Complete Guide to Building an AI Summarizer with Python

AI Summarizers are powerful tools that make content concise and impactful. They leverage the latest NLP algorithms and Python language to function accurately and precisely.

However, developing such a tool on your own can be a very difficult task. Firstly, you'll need the proper knowledge of the libraries required and, secondly, how to execute the code.

Thankfully, you've landed on the right article to learn the entire process of developing an AI summarizer model with Python. We will try to cover each aspect in detail so you don't have to worry about anything. Let's get started.


Understanding Text Summarization

Understanding Text Summarization

Mainly, there are two types of text summarization techniques, abstractive and extractive. In extractive summarization, you pick only a few sentences verbatim from the original passage and present a boiled-down version.

The revised version still contains the same meaning as the source but with way fewer words and redundancy.

However, abstractive summarization works completely differently. It requires one to understand the context of the original work and make the summary in own words. This is normally how humans write summaries.

The text summarizer that we'll develop today will provide abstract summaries. It is because we'll use Natural Language Processing (NLP) algorithms at the backend that provide human touch to the outputs.

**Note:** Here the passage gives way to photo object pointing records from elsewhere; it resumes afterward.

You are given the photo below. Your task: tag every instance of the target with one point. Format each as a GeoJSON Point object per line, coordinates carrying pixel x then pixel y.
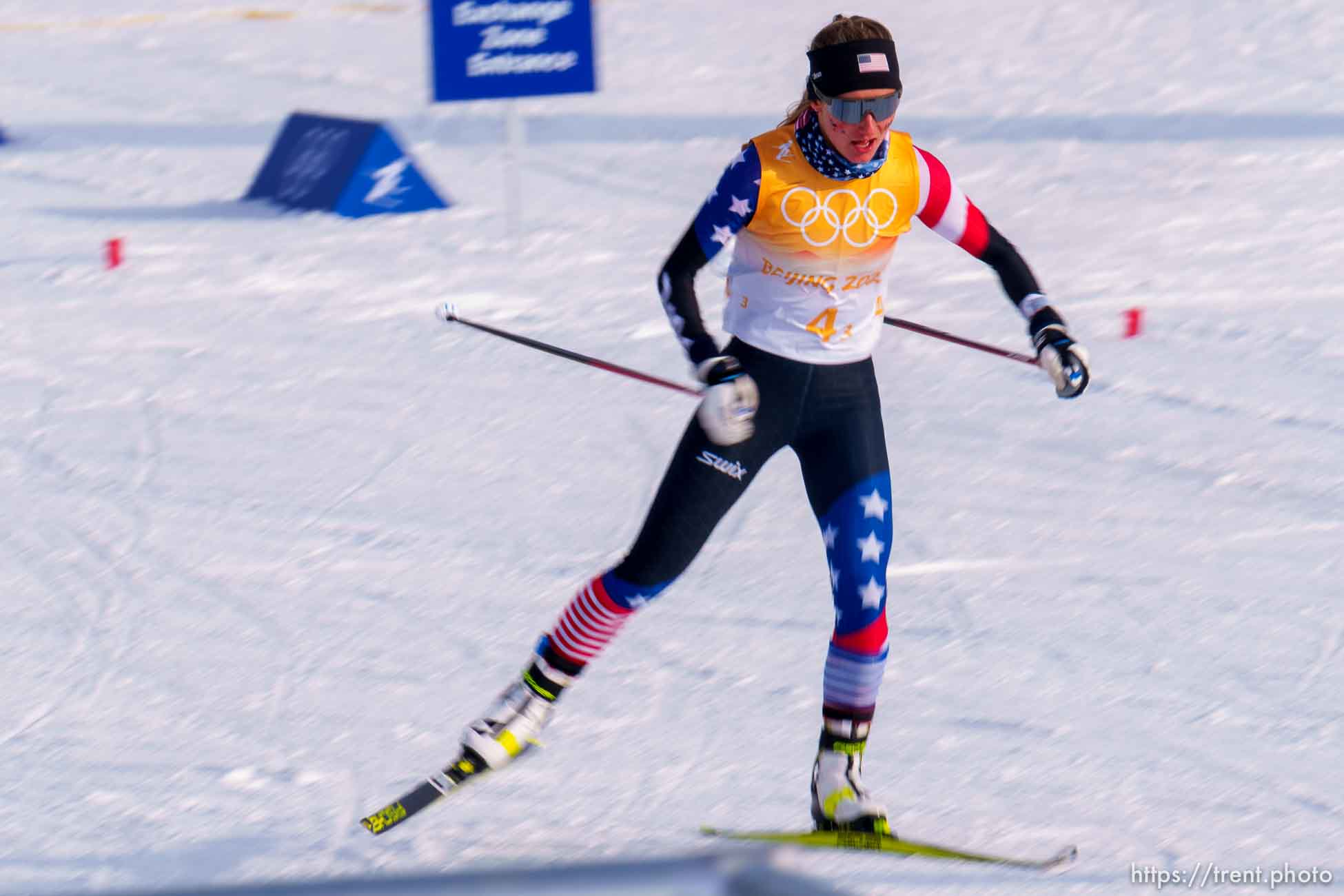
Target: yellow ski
{"type": "Point", "coordinates": [888, 844]}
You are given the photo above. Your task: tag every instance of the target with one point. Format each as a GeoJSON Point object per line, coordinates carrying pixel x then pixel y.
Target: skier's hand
{"type": "Point", "coordinates": [1062, 359]}
{"type": "Point", "coordinates": [730, 402]}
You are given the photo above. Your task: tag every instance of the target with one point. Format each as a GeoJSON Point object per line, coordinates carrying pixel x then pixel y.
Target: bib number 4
{"type": "Point", "coordinates": [826, 327]}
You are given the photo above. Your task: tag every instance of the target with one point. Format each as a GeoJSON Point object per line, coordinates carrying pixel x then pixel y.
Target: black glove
{"type": "Point", "coordinates": [1063, 359]}
{"type": "Point", "coordinates": [730, 402]}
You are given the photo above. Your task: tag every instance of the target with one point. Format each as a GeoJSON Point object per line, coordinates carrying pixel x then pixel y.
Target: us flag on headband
{"type": "Point", "coordinates": [873, 62]}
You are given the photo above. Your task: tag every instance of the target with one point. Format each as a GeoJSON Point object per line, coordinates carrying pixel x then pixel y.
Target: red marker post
{"type": "Point", "coordinates": [113, 253]}
{"type": "Point", "coordinates": [1133, 323]}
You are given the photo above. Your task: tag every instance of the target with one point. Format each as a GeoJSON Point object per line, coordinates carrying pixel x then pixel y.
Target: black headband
{"type": "Point", "coordinates": [859, 65]}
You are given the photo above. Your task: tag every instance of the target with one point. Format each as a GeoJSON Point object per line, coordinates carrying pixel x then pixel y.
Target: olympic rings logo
{"type": "Point", "coordinates": [822, 210]}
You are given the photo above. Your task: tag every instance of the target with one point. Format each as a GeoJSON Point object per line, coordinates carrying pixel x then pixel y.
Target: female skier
{"type": "Point", "coordinates": [816, 206]}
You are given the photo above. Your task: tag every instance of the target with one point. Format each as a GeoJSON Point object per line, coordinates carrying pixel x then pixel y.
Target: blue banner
{"type": "Point", "coordinates": [493, 49]}
{"type": "Point", "coordinates": [346, 165]}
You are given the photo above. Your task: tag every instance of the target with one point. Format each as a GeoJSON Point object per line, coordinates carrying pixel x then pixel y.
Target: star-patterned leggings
{"type": "Point", "coordinates": [831, 417]}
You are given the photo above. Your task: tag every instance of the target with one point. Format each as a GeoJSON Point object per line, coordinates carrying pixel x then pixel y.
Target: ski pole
{"type": "Point", "coordinates": [959, 340]}
{"type": "Point", "coordinates": [448, 314]}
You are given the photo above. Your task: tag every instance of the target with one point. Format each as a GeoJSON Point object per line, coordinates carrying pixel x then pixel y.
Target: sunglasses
{"type": "Point", "coordinates": [853, 112]}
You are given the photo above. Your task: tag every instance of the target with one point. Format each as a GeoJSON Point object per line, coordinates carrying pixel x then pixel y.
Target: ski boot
{"type": "Point", "coordinates": [512, 723]}
{"type": "Point", "coordinates": [839, 798]}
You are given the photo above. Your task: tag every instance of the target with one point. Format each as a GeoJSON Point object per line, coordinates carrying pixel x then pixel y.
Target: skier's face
{"type": "Point", "coordinates": [857, 143]}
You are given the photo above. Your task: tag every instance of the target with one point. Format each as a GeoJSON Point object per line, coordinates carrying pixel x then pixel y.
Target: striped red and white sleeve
{"type": "Point", "coordinates": [948, 211]}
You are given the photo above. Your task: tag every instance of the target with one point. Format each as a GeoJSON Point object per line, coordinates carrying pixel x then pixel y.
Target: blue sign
{"type": "Point", "coordinates": [346, 165]}
{"type": "Point", "coordinates": [493, 49]}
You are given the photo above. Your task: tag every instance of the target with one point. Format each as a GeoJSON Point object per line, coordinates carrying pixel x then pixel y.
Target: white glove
{"type": "Point", "coordinates": [730, 402]}
{"type": "Point", "coordinates": [1063, 359]}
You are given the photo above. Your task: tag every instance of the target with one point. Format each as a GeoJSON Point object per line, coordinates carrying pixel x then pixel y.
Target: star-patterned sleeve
{"type": "Point", "coordinates": [726, 210]}
{"type": "Point", "coordinates": [950, 214]}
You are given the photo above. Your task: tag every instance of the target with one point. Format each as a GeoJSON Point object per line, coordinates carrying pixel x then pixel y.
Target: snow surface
{"type": "Point", "coordinates": [273, 532]}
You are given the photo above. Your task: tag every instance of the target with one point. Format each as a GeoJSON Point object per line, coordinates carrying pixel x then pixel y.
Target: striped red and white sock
{"type": "Point", "coordinates": [588, 624]}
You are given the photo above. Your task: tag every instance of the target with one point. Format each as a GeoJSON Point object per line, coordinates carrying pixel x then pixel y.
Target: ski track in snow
{"type": "Point", "coordinates": [276, 532]}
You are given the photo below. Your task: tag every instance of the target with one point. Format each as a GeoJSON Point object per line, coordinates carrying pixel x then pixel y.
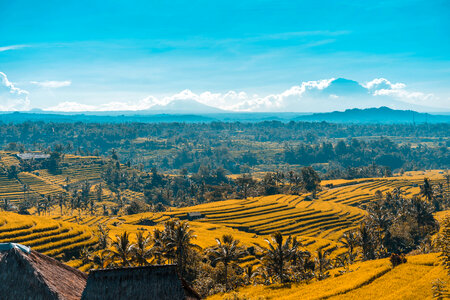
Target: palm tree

Setting up the Environment

Setting up the Environment

To begin the procedure, you'll need to set up a virtual environment. This is necessary to keep all files in the project isolated from global ones and avoid any potential data leaks, etc.

Start by opening the command prompt with administrative privileges. Then, change the directory to where you'll save the project files and put in the following lines of code.

python -m venv text_summarization text_summarization\Scripts\activate

Pressing enter after each will construct your virtual environment ready for the project. Now, install a suitable IDE like Atom, Spyder, Visual Studio, etc., to access the created text_summarization environment.


Installing Libraries

Installing Libraries

After you're done with setting up the basics, it's time to download and install the required libraries.

For developing an AI summarizer model you need to input the following line in your command prompt.

pip install pandas transformers torch sentencepiece

This single command will install all the required libraries onto your PC or laptop. The reason why we're using these libraries is another discussion and can be covered in a separate post later.


Importing Libraries

Importing Libraries

Moving on, you need to hop on to your IDE and import the required libraries in the workspace by using the following code.

import pandas as pd

from transformers import T5ForConditionalGeneration, T5Tokenizer

import torch

from torch.utils.data import Dataset, DataLoader

from transformers import AdamW

The Pandas library will be used to handle dataset inputs.

The HuggingFace's T5 pre-trained transformer will help us quickly get accurate summarization results.

These lines of code will ensure that all your tools are ready at your disposal. So, we don't face any bugs/errors later on in the execution phase.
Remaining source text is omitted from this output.